T1 Energy Reports Second Quarter 2025 Results
G1 Dallas
AUSTIN, Texas and NEW YORK, Aug. 20, 2025 (GLOBE NEWSWIRE) — T1 Energy Inc. (NYSE: TE) (“T1,” “T1 Energy,” or the “Company”) has reported financial and operating results for the second quarter 2025 and will hold a conference call today.
Headlines
- T1 announces transformative agreement with Corning Incorporated. T1 signed a deal to purchase solar wafers produced by Corning Incorporated (NYSE: GLW) in Michigan, which advances the Company’s FEOC compliance effort, boosts development of a domestic solar supply chain and is expected to position T1 as a preeminent supplier of American solar modules at a time of rising demand.
- T1 signed a 437 MW 2025 sales agreement with one of the largest U.S. utilities. The Company has been fielding a noticeably elevated cadence of inbound customer inquiries following the passage of the One Big Beautiful Bill (“OBBB”). During the third quarter, T1 entered into a merchant sales contract with a major U.S. utility for deliveries commencing in Q3 2025. With this sales agreement, T1 is now sold out for 2025 at G1_Dallas based on the low end of the Company’s 2.6 GW production plan.
- G2_Austin development progressing. T1’s project development team continues to advance the Company’s $850 million, 5 GW U.S. solar cell plant—the largest planned capital investment in the U.S. polysilicon solar supply chain, according to Rystad Energy.
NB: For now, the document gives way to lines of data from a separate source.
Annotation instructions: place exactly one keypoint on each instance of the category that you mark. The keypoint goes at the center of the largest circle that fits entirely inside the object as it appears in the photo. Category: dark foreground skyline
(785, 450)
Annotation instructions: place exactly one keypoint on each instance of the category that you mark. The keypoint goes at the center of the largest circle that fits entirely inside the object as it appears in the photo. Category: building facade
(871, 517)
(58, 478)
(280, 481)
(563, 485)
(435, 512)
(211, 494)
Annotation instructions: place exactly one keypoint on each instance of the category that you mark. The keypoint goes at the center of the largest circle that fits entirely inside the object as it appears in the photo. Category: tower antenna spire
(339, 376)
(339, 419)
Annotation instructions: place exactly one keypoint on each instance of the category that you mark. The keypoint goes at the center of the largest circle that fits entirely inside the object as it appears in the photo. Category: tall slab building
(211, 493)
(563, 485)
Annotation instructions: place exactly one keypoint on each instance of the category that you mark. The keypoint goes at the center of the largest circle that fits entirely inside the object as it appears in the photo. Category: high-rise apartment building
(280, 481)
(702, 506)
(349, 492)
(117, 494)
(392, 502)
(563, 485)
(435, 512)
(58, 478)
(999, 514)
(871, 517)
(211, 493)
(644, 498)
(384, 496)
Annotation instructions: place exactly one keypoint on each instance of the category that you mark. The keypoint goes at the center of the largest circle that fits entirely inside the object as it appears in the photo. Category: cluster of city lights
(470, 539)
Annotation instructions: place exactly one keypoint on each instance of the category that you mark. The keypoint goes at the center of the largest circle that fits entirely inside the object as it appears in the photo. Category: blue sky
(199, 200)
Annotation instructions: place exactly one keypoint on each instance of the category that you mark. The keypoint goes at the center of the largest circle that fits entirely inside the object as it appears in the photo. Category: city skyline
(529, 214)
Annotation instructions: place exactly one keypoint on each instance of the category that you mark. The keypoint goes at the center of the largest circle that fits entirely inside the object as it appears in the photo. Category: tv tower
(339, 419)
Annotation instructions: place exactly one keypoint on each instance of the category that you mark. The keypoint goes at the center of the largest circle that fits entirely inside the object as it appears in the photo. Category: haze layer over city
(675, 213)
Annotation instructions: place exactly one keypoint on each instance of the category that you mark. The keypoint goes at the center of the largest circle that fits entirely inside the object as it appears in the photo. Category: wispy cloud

The project is on track to start construction in Q3/Q4 of 2025. As previously disclosed, T1 has elected to develop G2_Austin in two stages of 2.5 GW each. T1 is advancing multiple financing processes to fund G2, including traditional project financing through a consortium of lenders, a mezzanine financing tranche, customer offtake contract deposits, and potential project investments by strategic partners. There is no change to T1’s expectation to start production from the first phase of G2_Austin in Q4 2026. Start of construction remains subject to progress toward achieving compliance with FEOC regulations under the OBBB.
- Committee on Foreign Investment in the United States (“CFIUS”) provided notification of no jurisdiction over proposed transaction between T1 and Trina Solar. Earlier in 2025 and as noted previously, T1 and Trina jointly filed a voluntary notice with CFIUS. During the second quarter, CFIUS informed the parties that the transaction was not subject to CFIUS jurisdiction.
- T1 is focused on ensuring Section 45X tax credit eligibility. Following the passage of the OBBB, T1’s top strategic priority for 2025 is achieving compliance with FEOC-related requirements to maintain access to the Section 45X Production Tax Credits. T1 is confident in its ability to align the Company’s business plan, strategy, capital structure and supply chain with the OBBB.
“Interest in domestic solar is accelerating on several fronts since early July. We’re seeing increased commercial sales, the pace of offtake agreement discussions is quickening, demand from hyperscale AI projects is phenomenal, and there’s growing interest in our G2_Austin solar cell project,” said Daniel Barcelo, T1’s Chief Executive Officer and Chairman of the Board. “It is clear the time to build a domestic solar supply chain is right now. That’s what we’re delivering.”
Highlights of Second Quarter 2025 and Subsequent Events
- G1_Dallas reaches 1 GW production milestone. T1 surpassed the 1 GW cumulative production milestone at G1_Dallas in the second quarter. With the recent commercial momentum from the most recent 473 MW sales agreement announced this morning, T1 is now sold out for 2025 based on the low end of the Company’s production plan of 2.6 GW. As of August 2025, T1 has produced more than 1.2 GW of modules at G1 during 2025.
- T1 advances planned G2_Austin 5 GW U.S. solar cell manufacturing project. In June, the Company announced the selection of Yates Construction as the contractor for pre-construction services and site preparations for its planned $850 million, G2_Austin solar cell facility. Yates joins SSOE Group, which has been providing project engineering for G2_Austin since December 2024. T1 also secured a long-term tax abatement from Milam County, Texas, for the facility.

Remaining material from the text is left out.